Thursday, December 6, 2012

365 Photo Project :: day 288 december 6 :: Letters to Sabrina

Dear Sabrina...all the things that remind me of you.

Sabrina jewelry 

As I lay holding you in the hospital room a nurse caring for me shared with me how her own daughter died of cancer when she was ten.  She showed me her small delicate earrings and told me of how after her daughter died her sister gave her these earrings and she put them in and wore them every day from that day on.  Abraham heard her share her story and gave me an antique bracelet on the morning of your memorial service. 

December 24 (from Abraham)


Then a month later a package arrived form Mimi with a necklace.  I wore the pink, white, and grey beads on my first morning back to church.  No one said a word to me but I touched the necklace and felt you near.  

January 24  ::  one month (from Mimi)


In February another package arrived with a bracelet from your aunt Susi.  The bracelet went on my wrist and I felt you near.  It was then that I knew what I needed to make it through each month: jewelry to represent each month of that first year.  For me it was a way of recognizing you.   

February 24  ::  two months  (from Susi)


March, April, May rememberances.  I needed these to breathe.  When I stopped at Trader Joe's and the clerk asked where you were, I could look at my bracelet and share that you left us.  
March 24  ::  three months


April  24  ::  four months

May 24  ::  five months


Then June came and six months was hard.  Six months is when I usually have a little cake with six little candles to celebrate the first half birthday.  LeAnn, my little sister, gave me a necklace.  As I got up and faced the day I would wear this necklace and feel you near.  I also felt the love of those who were helping me through this time.  

June 24  ::  six months (from LeAnn)


The next month my sweet and dearest friend purchased a necklace for me.  I know that she loved you so much, as I love each of hers as my own.  With this necklace came many many tears and with tears comes healing.  

July 24  ::  seven months (from Andi)


August 24  ::  eight months

On my birthday Abraham gave me a Sabrina necklace.  He knew I'd especially be missing you on my birthday.  

September  24  ::  nine months (from Abraham)

In October, my sweet friend Kari sent me a necklace with your name.  I wear this one often on my Sabrina days, when my eyes can't stay dry.  

October  24  ::  ten months (from Kari)

Another from Abraham in November.

November 24  ::  eleven months (from Abraham)



A special package from New York arrived on Christmas Eve, your first birthday.  I tried to be so brave, but inside everything was falling.  I opened the most beautiful package from my sister and inside a necklace.  I put the necklace around my neck and you filled my heart.  

December  24  ::  twelve months (from Anne)

Daddy gave me my last in a package under the tree.  Wrapped in green tissue paper was my Sabrina necklace.  

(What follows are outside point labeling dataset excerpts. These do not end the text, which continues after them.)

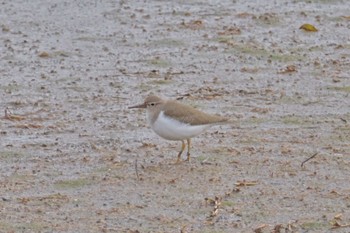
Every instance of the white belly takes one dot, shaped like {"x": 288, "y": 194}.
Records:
{"x": 171, "y": 129}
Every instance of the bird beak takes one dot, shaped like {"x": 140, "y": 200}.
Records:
{"x": 139, "y": 106}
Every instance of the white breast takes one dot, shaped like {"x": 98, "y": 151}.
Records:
{"x": 171, "y": 129}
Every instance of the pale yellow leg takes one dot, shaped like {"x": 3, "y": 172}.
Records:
{"x": 182, "y": 149}
{"x": 188, "y": 149}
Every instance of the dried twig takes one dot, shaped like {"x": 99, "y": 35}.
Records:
{"x": 302, "y": 164}
{"x": 136, "y": 170}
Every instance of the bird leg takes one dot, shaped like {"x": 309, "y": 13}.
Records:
{"x": 182, "y": 149}
{"x": 188, "y": 149}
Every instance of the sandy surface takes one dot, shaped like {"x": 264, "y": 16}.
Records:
{"x": 70, "y": 148}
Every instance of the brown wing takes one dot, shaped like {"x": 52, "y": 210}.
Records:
{"x": 191, "y": 115}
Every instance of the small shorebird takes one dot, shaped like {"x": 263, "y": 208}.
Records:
{"x": 175, "y": 121}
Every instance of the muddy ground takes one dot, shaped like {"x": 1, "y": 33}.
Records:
{"x": 75, "y": 159}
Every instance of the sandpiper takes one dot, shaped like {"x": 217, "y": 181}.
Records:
{"x": 175, "y": 121}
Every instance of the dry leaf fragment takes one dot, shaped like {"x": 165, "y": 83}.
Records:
{"x": 259, "y": 228}
{"x": 12, "y": 117}
{"x": 288, "y": 69}
{"x": 338, "y": 216}
{"x": 44, "y": 54}
{"x": 245, "y": 183}
{"x": 308, "y": 27}
{"x": 230, "y": 31}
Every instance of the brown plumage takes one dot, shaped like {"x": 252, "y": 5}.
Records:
{"x": 175, "y": 121}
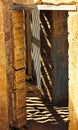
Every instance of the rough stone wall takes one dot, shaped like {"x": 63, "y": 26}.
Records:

December  25  ::  first christmas (from Abraham)


On the 24th of each month friends across the states sent me messages of comfort.  The kids often asked, "how old would Sabrina be now? What would she look like?  What would she be doing?"  At first it was hard to hear their questions and answer them, but eventually they became part of our life.  I'd tell them how old you'd be, and show them pictures of them at that age and then we'd talk about what you would be like.  After awhile we started imagining what you were like in heaven.  It was as though we were watching you grow.  You have been a part of our breakfast conversations and often led to laughter as we pictured you crawling with Jesus chasing after you surrounded by all those who've received God's amazing grace.  God so freely gave his son, so that we could have life, so that you my sweet baby could have life!

Oh how I miss you my little one, I wear my Sabrina treasures and know you are near.